ACTU URBA – NOTIFICATION DU RECOURS – R. 600-1 DU CODE DE L’URBANISME : Conseil d’Etat, 16 juillet 2026, n°503822 : La demande de retrait d’un permis de construire pour fraude constitue un recours administratif qui doit être notifié au bénéficiaire de l’autorisation et à l’auteur de la décision, conformément à l’article R. 600-1 du Code de l’urbanisme ;

Les praticiens de l’urbanisme le savent, les pièges sont légion dans ce type de contentieux.

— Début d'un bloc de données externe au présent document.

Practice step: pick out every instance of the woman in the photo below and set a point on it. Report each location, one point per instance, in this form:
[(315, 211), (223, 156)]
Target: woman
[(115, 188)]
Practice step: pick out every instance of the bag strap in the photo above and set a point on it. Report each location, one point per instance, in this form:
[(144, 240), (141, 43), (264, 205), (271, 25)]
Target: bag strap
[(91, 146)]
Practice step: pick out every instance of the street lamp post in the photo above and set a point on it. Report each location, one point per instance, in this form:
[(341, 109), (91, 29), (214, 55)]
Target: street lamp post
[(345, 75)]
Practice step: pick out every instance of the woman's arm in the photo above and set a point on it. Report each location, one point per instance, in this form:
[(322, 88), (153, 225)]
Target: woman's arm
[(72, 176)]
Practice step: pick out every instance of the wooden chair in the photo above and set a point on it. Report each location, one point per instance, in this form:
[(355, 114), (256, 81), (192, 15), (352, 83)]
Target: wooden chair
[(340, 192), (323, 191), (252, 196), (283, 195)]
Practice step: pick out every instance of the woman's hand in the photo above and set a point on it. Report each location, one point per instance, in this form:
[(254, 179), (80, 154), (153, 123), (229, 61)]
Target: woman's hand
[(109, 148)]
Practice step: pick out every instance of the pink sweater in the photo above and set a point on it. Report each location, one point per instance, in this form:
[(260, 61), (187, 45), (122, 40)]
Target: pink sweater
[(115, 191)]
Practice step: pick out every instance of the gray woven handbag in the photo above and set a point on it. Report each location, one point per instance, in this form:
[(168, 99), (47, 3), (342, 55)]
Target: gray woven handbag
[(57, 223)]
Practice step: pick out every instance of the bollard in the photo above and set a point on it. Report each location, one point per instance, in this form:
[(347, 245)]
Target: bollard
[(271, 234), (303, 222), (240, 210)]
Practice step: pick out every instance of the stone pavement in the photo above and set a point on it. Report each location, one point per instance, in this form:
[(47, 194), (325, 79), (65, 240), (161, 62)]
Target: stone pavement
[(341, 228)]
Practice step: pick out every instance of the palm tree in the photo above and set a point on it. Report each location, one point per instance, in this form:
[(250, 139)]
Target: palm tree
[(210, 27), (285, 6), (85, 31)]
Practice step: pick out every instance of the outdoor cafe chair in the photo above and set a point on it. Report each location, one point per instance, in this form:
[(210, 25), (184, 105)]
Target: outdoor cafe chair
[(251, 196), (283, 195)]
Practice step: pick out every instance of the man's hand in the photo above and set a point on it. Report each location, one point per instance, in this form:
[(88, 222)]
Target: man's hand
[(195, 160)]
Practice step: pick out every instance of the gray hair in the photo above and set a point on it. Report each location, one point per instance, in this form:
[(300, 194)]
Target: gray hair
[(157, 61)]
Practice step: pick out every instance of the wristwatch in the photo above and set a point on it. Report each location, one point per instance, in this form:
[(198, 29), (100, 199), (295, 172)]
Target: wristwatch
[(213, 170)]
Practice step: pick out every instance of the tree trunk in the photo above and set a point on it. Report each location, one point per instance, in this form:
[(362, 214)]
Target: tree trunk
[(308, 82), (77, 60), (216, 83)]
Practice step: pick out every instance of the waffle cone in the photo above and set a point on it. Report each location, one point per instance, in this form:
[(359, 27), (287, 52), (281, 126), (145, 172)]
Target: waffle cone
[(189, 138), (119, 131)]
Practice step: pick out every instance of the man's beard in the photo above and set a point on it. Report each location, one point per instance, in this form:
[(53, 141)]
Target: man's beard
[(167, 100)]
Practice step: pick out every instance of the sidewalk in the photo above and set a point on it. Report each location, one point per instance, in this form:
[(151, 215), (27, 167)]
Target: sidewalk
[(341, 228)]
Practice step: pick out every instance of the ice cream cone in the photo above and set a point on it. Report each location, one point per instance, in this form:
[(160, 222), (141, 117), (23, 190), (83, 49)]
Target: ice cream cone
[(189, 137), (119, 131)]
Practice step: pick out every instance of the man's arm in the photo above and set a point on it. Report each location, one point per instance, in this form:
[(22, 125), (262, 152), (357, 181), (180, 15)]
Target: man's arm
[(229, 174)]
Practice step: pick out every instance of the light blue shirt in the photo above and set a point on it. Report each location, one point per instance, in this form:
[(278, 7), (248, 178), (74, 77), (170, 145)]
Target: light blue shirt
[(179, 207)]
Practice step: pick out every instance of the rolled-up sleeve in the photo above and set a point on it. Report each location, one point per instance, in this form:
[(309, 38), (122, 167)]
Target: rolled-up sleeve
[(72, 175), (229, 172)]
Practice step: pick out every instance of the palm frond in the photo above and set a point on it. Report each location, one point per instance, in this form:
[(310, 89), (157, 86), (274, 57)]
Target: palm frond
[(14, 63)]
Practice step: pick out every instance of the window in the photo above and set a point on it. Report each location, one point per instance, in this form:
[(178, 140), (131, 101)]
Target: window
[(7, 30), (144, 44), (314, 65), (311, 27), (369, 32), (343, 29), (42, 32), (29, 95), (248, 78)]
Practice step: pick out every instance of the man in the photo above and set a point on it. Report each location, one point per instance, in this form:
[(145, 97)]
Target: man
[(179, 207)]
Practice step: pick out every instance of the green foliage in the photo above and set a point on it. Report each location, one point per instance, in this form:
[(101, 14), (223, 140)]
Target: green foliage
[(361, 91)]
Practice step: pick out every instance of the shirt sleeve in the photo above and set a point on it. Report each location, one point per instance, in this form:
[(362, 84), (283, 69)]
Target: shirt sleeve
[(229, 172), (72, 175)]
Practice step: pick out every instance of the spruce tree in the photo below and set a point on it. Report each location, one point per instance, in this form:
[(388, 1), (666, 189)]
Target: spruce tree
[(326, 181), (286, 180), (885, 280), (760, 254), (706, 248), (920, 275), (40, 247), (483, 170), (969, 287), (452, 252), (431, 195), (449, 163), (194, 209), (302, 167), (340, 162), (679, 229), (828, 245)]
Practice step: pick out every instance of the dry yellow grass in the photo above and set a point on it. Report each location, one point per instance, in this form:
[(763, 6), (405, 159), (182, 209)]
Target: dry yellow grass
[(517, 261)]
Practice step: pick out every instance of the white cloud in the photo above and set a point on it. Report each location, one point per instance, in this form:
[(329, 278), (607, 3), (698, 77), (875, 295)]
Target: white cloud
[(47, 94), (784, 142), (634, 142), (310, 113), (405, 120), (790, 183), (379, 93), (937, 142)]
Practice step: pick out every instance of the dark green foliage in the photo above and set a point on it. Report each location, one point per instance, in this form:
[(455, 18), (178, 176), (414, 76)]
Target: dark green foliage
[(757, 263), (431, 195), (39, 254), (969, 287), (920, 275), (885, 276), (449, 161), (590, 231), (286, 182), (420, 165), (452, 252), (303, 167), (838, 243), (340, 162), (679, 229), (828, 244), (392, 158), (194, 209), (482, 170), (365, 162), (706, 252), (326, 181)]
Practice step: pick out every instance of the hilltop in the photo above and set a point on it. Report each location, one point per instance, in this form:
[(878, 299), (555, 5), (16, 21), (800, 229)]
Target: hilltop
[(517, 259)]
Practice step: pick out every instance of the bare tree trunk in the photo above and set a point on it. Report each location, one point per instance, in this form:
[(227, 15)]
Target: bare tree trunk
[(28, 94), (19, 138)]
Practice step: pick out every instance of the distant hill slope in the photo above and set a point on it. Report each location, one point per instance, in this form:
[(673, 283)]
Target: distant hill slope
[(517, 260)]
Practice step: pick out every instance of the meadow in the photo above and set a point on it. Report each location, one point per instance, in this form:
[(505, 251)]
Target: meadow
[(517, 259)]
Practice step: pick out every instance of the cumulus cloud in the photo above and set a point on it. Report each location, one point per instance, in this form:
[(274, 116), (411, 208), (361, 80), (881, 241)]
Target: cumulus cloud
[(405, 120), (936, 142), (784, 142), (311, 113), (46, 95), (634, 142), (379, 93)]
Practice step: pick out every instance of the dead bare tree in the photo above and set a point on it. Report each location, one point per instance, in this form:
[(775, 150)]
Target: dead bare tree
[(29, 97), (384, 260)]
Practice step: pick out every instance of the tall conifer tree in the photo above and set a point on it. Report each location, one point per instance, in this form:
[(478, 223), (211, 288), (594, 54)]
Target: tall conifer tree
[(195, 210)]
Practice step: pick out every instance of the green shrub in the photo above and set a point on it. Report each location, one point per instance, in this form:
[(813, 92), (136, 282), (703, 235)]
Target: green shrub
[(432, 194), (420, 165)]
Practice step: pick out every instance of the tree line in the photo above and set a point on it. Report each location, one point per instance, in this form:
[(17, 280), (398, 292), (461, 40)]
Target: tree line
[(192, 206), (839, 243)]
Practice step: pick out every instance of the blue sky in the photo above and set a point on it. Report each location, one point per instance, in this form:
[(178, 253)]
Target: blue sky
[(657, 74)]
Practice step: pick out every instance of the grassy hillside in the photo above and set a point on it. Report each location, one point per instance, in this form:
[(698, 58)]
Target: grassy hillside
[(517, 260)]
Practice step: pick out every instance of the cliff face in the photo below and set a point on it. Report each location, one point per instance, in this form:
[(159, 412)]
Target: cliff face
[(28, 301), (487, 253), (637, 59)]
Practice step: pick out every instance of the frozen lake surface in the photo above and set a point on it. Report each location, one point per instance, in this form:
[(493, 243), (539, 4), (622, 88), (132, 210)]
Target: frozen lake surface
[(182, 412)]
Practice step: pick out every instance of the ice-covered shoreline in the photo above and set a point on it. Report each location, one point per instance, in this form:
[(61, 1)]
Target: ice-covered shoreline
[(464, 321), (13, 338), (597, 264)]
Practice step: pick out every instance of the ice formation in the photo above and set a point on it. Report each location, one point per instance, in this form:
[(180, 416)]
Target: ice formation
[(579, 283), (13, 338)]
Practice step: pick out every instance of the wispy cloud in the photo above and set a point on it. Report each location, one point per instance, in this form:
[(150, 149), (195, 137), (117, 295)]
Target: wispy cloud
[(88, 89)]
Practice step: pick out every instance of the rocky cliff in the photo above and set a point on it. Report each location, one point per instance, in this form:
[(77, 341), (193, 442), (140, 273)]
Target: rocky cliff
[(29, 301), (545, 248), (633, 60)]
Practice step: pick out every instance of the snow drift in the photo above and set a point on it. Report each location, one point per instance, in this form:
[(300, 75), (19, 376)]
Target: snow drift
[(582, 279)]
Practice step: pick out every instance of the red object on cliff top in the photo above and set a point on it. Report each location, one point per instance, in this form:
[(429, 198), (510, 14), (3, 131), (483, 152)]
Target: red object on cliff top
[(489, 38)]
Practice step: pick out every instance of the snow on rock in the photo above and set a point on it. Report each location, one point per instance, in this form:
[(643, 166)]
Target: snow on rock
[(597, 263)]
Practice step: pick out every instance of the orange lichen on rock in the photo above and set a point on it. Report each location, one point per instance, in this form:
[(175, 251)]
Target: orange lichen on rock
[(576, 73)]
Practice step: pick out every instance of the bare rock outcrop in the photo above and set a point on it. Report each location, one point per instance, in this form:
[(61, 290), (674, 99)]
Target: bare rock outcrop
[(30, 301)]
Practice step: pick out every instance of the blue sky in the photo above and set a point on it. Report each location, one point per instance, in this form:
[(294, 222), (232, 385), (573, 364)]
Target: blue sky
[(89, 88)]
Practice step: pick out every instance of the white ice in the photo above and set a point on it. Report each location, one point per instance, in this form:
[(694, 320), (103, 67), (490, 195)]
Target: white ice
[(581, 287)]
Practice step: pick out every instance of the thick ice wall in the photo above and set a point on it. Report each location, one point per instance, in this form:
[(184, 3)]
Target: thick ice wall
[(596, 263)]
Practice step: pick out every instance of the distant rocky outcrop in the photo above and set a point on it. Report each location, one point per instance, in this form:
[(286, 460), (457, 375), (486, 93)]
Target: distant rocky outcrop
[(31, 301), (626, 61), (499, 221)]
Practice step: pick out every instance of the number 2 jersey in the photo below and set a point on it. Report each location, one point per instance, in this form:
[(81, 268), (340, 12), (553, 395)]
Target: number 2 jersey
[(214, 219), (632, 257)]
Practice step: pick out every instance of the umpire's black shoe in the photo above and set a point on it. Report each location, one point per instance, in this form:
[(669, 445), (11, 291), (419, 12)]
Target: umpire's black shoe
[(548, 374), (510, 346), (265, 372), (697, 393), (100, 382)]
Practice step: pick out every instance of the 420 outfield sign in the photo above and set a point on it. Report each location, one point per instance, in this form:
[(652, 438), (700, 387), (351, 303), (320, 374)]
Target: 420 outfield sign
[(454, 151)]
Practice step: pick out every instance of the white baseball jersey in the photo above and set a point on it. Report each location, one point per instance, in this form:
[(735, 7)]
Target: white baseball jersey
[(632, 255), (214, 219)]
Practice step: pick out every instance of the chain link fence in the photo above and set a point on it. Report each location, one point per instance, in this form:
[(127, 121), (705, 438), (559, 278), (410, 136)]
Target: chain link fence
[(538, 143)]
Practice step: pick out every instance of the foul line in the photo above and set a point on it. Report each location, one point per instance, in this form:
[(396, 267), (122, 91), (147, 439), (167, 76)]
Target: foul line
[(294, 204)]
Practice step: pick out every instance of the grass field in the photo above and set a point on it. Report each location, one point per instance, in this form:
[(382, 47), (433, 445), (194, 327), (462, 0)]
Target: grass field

La décision commentée en est un nouvel exemple.

Dans les faits, des tiers avaient demandé au Maire de la Commune de retirer un permis de construire obtenu plus de 4 ans auparavant par le bénéficiaire de l’autorisation en raison d’une prétendue fraude.

Jusque-là, pas de difficultés dès lors qu’il est constant qu’en cas de fraude, le retrait du permis de construire peut intervenir sans délai (Conseil d’Etat, 9 octobre 20174, n°398853).

En revanche, la question de savoir si cette demande de retrait pour fraude devait être notifiée, conformément à l’article R. 600-1 du Code de l’urbanisme, venait à se poser.

Pour rappel, l’alinéa 1er de cet article dispose que :

« En cas de déféré du préfet ou de recours contentieux à l’encontre d’un certificat d’urbanisme, ou d’une décision relative à l’occupation ou l’utilisation du sol régie par le présent code, le préfet ou l’auteur du recours est tenu, à peine d’irrecevabilité, de notifier son recours à l’auteur de la décision et au titulaire de l’autorisation. Cette notification doit également être effectuée dans les mêmes conditions en cas de demande tendant à l’annulation ou à la réformation d’une décision juridictionnelle concernant un certificat d’urbanisme, ou une décision relative à l’occupation ou l’utilisation du sol régie par le présent code. L’auteur d’un recours administratif est également tenu de le notifier à peine d’irrecevabilité du recours contentieux qu’il pourrait intenter ultérieurement en cas de rejet du recours administratif ».

La notification de ce recours au bénéficiaire de l’autorisation et à l’auteur de la décision concerne à la fois le recours contentieux et également le recours administratif.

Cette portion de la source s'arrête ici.